MECHANISM OF ACTION OF LOCAL ANESTHETICS (PHARMACODYNAMICS)
Active Form
Local anesthetic bases are poorly to sparingly soluble in water
but are soluble in relatively hydrophobic organic solvents. Therefore, as a matter
of convenience, most of these drugs are marketed as the hydrochloride salts. The
pKa
of the drug and tissue pH determine
the amount of drug that exists in solution as free base or as positively charged
cation when injected into living tissue (see earlier). Furthermore, uptake of the
drug by the tissue, largely as a result of lipophilic adsorption, will also alter
its activity, both by shifting the effective pKa
downward and thereby favoring the neutral base form and by limiting diffusion of
the anesthetic away from the site of injection. Moderately hydrophobic local anesthetics
will act more rapidly than either hydrophilic or highly hydrophobic ones when delivered
at the same concentration for the following reasons. Moderately hydrophilic local
anesthetics, such as lidocaine, are less bound to tissues than very hydrophobic drugs
(e.g., tetracaine), but are still more membrane permeant than very hydrophilic ones
(e.g., chloroprocaine). Highly hydrophobic local anesthetics also have higher intrinsic
potencies (see Table 14-2
);
therefore, they are used in lower concentrations, and their rate of onset is correspondingly
reduced.
Which form of the local anesthetic, charged cation or neutral
base, is actually responsible for impulse blockade? More alkaline solutions of local
anesthetics more effectively block nerve conduction.[14]

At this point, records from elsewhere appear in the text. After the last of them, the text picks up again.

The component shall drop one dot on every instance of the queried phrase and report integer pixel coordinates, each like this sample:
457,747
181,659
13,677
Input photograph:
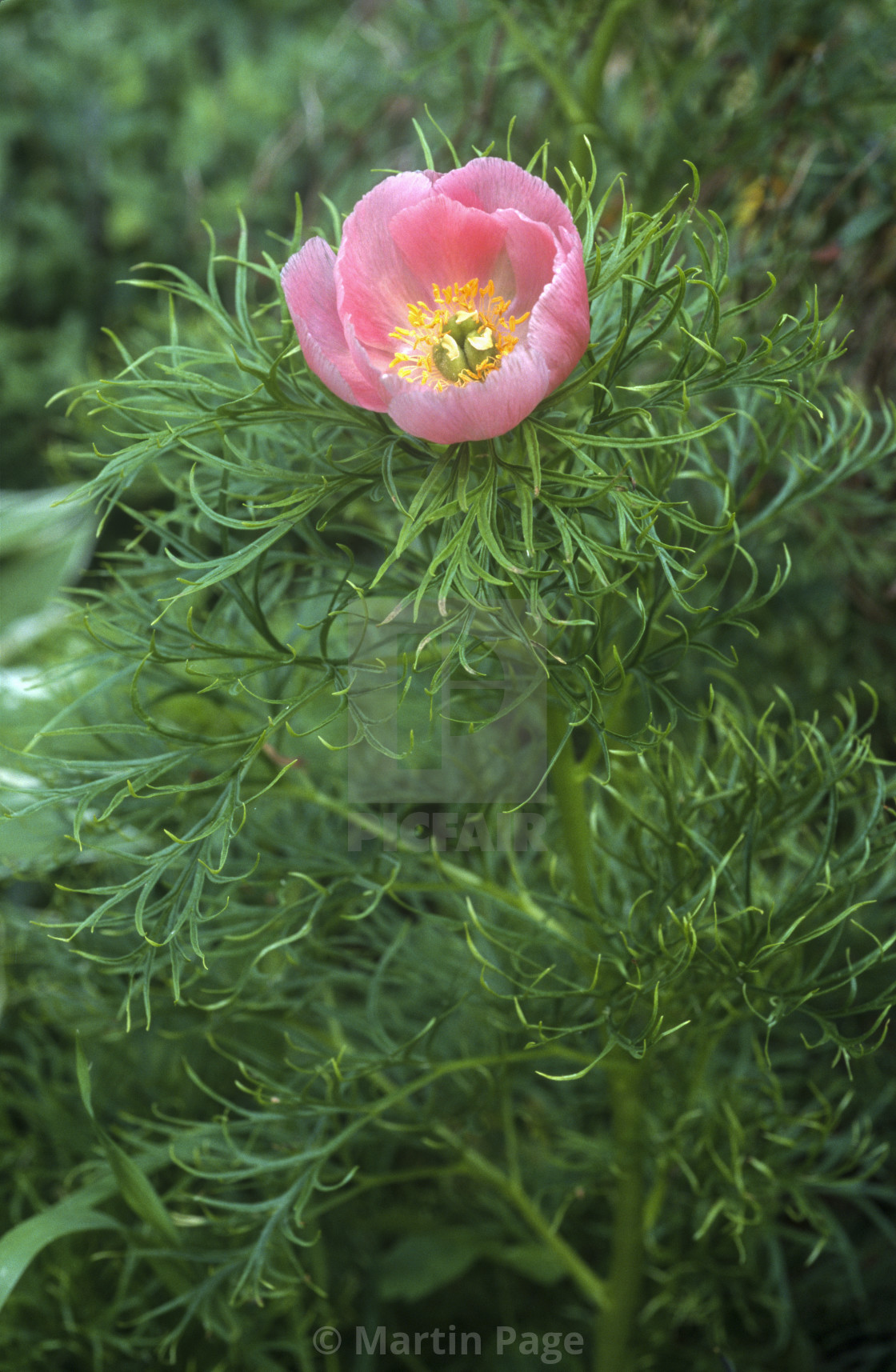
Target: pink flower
454,302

In a desheathed nerve and in an isolated single axon, the rate of inhibition by
tertiary amine anesthetics is greater at alkaline than at neutral external pH[15]
[16]
because membrane penetration and transport,
highly favored by base over cation species, are essential for controlling the rate
of access to the binding site. Direct control of axoplasmic pH[17]
(or internal perfusion with permanently charged quaternary amine homologs) shows
that the dominant potency is derived from the cationic species acting from the cytoplasmic
surface.[18]
[19]
The uncharged base also has intrinsic pharmacologic activity, however, and in addition
to molecules with tertiary amine moieties, those having hydroxyl (alcohols) or alkyl
groups (e.g., benzocaine) can also inhibit Na+
channels and block impulses.
[16]
[20]
[21]
[22]
To obtain a clear picture of the fundamental blocking mechanism,
knowledge of the channel-binding kinetics of the drug is necessary, but it is almost
impossible to measure the rate of binding of local anesthetics to the receptor after
their addition to a bathing solution. Drug diffusion through the unstirred layer
of solution next to the membrane and through the membrane itself present steps that
limit the rate of access to the receptor site.[16]
[23]
However, once the drug has equilibrated with
membranes and solutions, it is possible to perturb the channels by depolarizing the
membrane and follow the "phasic" inhibition by local anesthetics to clarify the details
of the binding reaction, as described later.